FIELD OF THE INVENTION
The present invention relates to an equalizer used in a receiver. More particularly, the present invention relates to compensate the channel frequency-dependent loss of an equalizer used in a receiver in digital display interfaces.
BACKGROUND
FIG. 1 illustrates a typical transmitter/receiver channel link 100 in a digital display interface. The transmission path medium 101, which includes the cable 106, packages 104, 108 and the load capacitances at the channel nodes 103, 105, 107, 109, has a low pass filter LPF characteristic. The transmitted signal frequency is limited by the transmission path medium 101. The frequency-dependent loss produces inter-symbol interference (ISI) and increases bit-error-rate (BER). In addition, the transmitted signal at node 109 is further corrupted during transmission by noise 111 induced by the transmission path medium 101. The higher the signal frequency is, the higher the degradation of the signal is. For a high-speed and long-cable digital display interface, applying equalization at the receiver is needed to compensate for the frequency-dependent loss, reduce ISI and improve the BER. The equalizer 110 regenerates the transmitted signal at node 109 by providing gain to compensate for the frequency-dependant losses caused by the transmission path medium 101 while preferably minimizing the effect of noise 111. Within the equalizer is a filter that exhibits a high pass characteristic and, more specially, has an inverse frequency response to that of the transmission path medium 101. As a result, the transmitter/receiver channel link 100 achieves a higher bandwidth. Conventional equalizers do not have enough bandwidth and gain that is required for today's applications. Therefore, there is a need for an improved receiver equalizer.
SUMMARY OF THE INVENTION
In accordance with the invention, there is provided a programmable high-frequency high-gain equalizer for digital display interfaces. Specific embodiments of the invention will now be described, by way of example only, with reference to the accompanying drawings, in which:
BRIEF DESCRIPTION OF THE DRAWINGS
FIG. 1 is a schematic block diagram illustrating a typical Tx/Rx channel link in a digital display interface;
FIG. 2 is a simplified schematic diagram of an equalizer (without impedance control cells) according to a preferred embodiment of the present invention;
FIG. 3 is a schematic diagram of a programmable impedance control cell that makes up part of the FIG. 2 embodiment.
DETAILED DESCRIPTION
With reference to FIG. 2, a preferred embodiment of a receiver equalizer 200 is shown, and which comprises four transistors 207, 208, 209, 210 arranged as two differential pairs. Each transistor 207, 208, 209, 210 is connected to a current source 216, 217, 215, 218. Each pair of the two differential pairs has a capacitor 213, 214 and an impedance control cell 211, 212 connected to the current sources 216, 217, 215, 218 of the two differential pairs of transistors 207, 208, 209, 210. The equalizer 200 is also includes load impedances ZL 202, 203, 201, 204 connected between the transistors 207, 208, 209, 210 and VDD rail. Each resistor 205, 206 functions as a negative impedance to extend bandwidth and achieve gain-peaking characteristics at the high frequency.

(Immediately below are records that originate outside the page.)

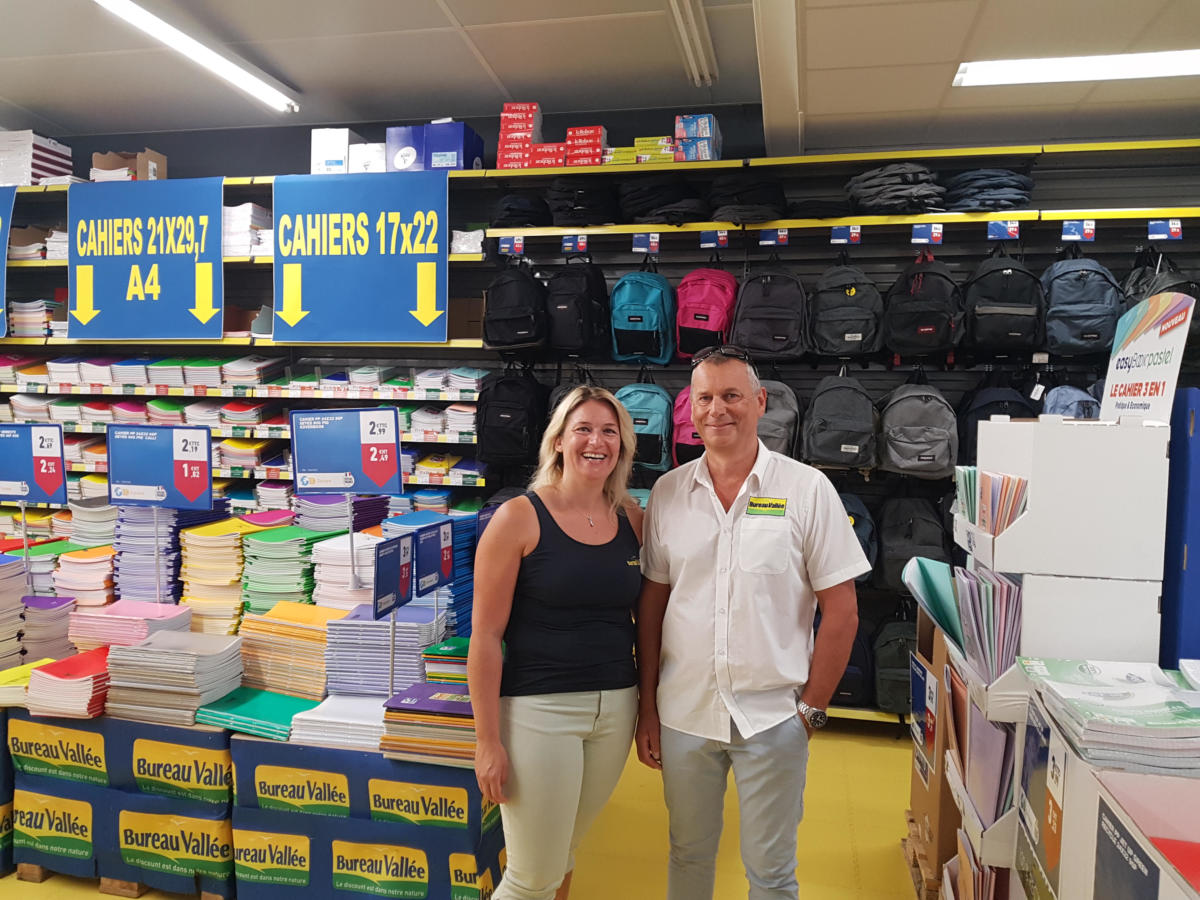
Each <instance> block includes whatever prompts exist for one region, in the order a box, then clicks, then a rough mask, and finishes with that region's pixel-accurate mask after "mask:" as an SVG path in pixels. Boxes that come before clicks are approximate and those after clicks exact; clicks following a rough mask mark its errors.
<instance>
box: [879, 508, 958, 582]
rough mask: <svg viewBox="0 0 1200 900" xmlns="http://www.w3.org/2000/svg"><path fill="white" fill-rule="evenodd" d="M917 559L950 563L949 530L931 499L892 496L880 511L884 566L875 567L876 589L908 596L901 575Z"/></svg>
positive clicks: (882, 549) (882, 558) (881, 535)
mask: <svg viewBox="0 0 1200 900" xmlns="http://www.w3.org/2000/svg"><path fill="white" fill-rule="evenodd" d="M913 557H926V558H929V559H937V560H941V562H943V563H949V562H950V557H949V554H948V553H947V552H946V527H944V524H943V523H942V517H941V516H940V515H937V510H936V509H935V508H934V504H932V503H931V502H930V500H926V499H923V498H920V497H892V498H890V499H888V500H884V503H883V509H882V510H881V511H880V563H878V565H876V566H875V587H877V588H882V589H884V590H900V592H905V593H907V588H906V587H905V586H904V582H902V581H901V580H900V575H901V572H902V571H904V568H905V566H906V565H907V564H908V560H910V559H912V558H913Z"/></svg>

To restore the transmitted signal waveform in FIG. 1 at node 109 properly, the equalizer must present an output spectrum as close as an ideal one. In other words, the output of the equalizer can be programmable to determine whether the high-frequency part is under or over compensated and adjust the boost accordingly. With reference to FIG. 3, by changing the setting signals S<3:0>, the programmable impedance control cell can change the equalizer gain based on the cable length to optimize its output spectrum.